Sublethal lysosomal membrane permeabilization induced by alkalinization can be detected as lysosomal puncta of LGALS3/galectin-3. Nortriptyline-treated cells showed induction of EGFP-LGALS3 puncta formation, increased lysosomal pH, and reduced pHi similar to two other drugs, chloroquine and bafilomycin, which both affect lysosome pH. Nortriptyline also showed enrichment in lysosomes but not in mitochondria. Inhibition of NHEs via treatment with 5-(N-ethyl-N-isopropyl)-amiloride, a compound that selectively inhibits macropinocytosis by inducing submembranous acidification (Koivusalo et al., 2010), blocked fatty acid uptake and potentiated the cytotoxic effects of ND-646 on cancer cells. A potent vacuolar H⁺-ATPase inhibitor, Bafilomycin A1, also inhibited lysosomal acidification, induced EGFP-LGALS3 puncta, enhanced lysosomal pH, decreased cellular pH, and suppressed BODIPY-C16 uptake. Thus, the mechanism of action of nortriptyline was attributed to lysosome-mediated cellular acidification, which indirectly inhibited fatty acid uptake through the blockade of macropinocytosis. Further supporting this model, genetic suppression of Rac1, a small GTPase required for actin dynamics and macropinocytic induction, in MDA-MB-231 cells significantly prevented the uptake of both tetramethylrhodamine-labeled high-molecular-mass dextran, a macropinosome marker, and BODIPY-C16, and increased the cytotoxic effects of ND-646 on the cancer cells. Hence, nortriptyline and ND-646 together synergistically reduced overall levels of cellular fatty acids and suppressed tumor growth. Importantly, this combination had minimal organismal toxicity as determined by the lack of an effect on the body weight of the mice. In addition, nortriptyline and ND-646 synergistically suppressed lipogenesis and hepatic steatosis in obese mice.

These observations linking nortriptyline treatment in cancer to decreased growth potential may represent a new therapeutic opportunity. Nortriptyline is mainly used as an antidepressant and is under clinical trials to treat depression in Parkinson’s disease patients (Schrag et al., 2022). Among other effects, nortriptyline is thought to inhibit the reuptake of serotonin and norepinephrine by the presynaptic neuronal membrane, thereby increasing the concentration of those neurotransmitters in the synapse (Merwar et al., 2022).
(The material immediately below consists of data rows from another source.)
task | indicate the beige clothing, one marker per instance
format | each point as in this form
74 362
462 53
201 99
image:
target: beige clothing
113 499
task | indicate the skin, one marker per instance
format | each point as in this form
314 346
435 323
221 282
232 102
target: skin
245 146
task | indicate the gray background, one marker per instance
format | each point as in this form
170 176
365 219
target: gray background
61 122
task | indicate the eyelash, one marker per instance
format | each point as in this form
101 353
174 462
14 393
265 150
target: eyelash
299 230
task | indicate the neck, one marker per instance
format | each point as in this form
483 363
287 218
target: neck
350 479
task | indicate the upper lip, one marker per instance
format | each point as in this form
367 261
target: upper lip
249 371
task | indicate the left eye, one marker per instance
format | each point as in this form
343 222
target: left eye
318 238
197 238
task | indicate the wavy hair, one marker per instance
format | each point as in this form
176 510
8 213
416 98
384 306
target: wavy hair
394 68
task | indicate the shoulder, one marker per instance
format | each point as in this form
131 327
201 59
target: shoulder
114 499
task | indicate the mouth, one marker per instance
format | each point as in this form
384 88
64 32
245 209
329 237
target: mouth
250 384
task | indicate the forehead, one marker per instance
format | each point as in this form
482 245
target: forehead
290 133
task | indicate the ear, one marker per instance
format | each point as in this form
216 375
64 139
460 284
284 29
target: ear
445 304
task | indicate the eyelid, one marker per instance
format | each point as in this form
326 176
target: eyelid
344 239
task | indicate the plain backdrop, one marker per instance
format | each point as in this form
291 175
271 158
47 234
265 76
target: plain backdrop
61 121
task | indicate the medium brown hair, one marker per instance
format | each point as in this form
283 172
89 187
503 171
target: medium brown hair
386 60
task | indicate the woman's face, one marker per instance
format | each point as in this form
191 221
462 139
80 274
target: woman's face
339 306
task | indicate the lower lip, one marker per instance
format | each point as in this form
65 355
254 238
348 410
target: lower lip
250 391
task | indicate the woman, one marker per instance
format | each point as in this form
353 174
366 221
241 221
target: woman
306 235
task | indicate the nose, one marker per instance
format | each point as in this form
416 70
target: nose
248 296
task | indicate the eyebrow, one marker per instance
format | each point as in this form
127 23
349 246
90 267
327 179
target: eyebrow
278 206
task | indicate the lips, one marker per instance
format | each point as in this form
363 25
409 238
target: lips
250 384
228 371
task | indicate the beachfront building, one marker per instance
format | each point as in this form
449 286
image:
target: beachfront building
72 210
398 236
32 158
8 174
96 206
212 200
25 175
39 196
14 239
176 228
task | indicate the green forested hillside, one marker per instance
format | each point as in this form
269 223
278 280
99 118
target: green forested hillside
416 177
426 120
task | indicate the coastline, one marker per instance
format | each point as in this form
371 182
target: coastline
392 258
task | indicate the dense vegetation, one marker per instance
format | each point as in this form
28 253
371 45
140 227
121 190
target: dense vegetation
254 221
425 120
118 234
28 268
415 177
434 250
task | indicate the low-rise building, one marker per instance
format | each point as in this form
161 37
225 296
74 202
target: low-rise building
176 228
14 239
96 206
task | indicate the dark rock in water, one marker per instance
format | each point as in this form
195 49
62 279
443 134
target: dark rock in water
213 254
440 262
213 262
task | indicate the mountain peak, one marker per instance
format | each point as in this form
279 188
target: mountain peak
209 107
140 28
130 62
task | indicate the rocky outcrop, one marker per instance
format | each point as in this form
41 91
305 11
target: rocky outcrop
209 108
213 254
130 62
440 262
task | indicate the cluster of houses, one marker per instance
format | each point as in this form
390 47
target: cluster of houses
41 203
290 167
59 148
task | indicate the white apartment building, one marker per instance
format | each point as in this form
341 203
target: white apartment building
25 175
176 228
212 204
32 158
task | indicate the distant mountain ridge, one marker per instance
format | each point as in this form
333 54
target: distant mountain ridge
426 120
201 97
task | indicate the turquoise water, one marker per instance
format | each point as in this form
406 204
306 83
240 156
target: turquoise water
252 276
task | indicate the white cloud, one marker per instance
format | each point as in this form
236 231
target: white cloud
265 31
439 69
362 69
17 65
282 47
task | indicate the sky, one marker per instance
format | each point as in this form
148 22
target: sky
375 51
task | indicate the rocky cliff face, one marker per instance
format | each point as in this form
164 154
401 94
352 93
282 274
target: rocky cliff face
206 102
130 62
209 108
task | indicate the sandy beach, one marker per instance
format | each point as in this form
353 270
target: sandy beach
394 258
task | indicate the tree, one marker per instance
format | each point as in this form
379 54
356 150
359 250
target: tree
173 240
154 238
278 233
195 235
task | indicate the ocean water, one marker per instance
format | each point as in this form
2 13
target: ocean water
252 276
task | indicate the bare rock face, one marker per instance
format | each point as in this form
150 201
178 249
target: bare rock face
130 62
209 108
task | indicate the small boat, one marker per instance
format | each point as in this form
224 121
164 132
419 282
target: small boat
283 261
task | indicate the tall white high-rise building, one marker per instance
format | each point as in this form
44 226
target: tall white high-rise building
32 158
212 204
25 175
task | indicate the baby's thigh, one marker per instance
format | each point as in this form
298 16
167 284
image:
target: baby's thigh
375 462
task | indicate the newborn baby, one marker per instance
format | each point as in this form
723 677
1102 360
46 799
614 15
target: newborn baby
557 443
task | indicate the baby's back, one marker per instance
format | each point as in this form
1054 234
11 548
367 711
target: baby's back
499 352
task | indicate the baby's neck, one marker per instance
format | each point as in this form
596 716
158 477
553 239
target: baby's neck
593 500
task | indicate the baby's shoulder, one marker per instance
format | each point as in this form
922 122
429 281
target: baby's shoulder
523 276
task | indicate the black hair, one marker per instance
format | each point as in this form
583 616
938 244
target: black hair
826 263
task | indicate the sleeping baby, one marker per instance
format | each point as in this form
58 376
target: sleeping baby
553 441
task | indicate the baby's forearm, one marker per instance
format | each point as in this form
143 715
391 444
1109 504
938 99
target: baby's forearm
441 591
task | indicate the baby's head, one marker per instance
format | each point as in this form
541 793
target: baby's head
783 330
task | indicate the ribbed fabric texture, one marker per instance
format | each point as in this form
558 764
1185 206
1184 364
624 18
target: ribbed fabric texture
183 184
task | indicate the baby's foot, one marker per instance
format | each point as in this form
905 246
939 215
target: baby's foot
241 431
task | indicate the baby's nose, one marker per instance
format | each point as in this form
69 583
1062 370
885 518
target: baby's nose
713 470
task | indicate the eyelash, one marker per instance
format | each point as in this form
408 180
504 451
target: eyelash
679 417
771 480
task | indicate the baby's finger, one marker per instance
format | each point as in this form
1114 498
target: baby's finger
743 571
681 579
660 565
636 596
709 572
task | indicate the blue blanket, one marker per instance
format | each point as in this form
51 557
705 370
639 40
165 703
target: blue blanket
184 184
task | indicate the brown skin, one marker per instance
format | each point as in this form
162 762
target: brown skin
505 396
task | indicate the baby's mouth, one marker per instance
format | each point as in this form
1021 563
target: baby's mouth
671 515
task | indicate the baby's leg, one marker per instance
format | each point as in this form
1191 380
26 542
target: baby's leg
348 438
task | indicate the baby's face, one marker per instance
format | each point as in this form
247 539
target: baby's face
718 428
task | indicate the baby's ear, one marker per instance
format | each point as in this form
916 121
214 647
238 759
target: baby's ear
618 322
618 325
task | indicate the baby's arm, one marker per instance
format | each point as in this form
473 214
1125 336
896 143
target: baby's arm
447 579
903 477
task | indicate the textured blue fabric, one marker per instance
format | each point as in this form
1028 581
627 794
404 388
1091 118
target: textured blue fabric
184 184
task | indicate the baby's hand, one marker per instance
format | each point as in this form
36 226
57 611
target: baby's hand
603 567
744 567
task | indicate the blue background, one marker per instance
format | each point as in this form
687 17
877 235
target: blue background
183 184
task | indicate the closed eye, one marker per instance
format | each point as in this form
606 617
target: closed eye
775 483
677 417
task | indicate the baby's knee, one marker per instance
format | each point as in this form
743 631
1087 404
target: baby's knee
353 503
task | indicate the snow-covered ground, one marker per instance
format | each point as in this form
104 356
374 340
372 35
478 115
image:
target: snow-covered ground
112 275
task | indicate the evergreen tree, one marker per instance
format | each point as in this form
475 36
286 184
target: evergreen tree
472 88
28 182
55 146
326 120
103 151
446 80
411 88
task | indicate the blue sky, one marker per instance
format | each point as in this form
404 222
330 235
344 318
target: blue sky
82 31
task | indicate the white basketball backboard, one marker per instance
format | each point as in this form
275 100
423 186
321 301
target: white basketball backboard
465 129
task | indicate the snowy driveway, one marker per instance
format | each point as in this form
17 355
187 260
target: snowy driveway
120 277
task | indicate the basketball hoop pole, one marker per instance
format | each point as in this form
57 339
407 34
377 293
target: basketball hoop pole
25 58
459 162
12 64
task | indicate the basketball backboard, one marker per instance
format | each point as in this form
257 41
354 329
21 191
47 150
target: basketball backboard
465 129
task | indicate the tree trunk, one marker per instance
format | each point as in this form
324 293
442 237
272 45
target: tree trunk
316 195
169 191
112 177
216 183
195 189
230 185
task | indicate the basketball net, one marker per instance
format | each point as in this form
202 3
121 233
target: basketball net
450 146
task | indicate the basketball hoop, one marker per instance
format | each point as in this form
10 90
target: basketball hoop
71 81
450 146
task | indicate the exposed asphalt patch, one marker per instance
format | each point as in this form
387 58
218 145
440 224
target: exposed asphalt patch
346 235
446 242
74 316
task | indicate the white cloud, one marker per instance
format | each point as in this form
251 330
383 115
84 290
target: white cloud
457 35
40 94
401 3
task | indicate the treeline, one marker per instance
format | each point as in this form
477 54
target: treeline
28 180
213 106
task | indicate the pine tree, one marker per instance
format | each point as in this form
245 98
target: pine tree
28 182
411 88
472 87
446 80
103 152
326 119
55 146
On a mechanistic level, whether the role of nortriptyline as an antidepressant is in any way related to the effects observed in the context of cancer remains to be determined. In closing, Chu and An et al. (2022) have made a noteworthy contribution to the field of cancer research, linking the antidepressant nortriptyline to macropinocytosis, cancer metabolism, and tumor progression.

Disclosures: The authors declare no competing interests exist.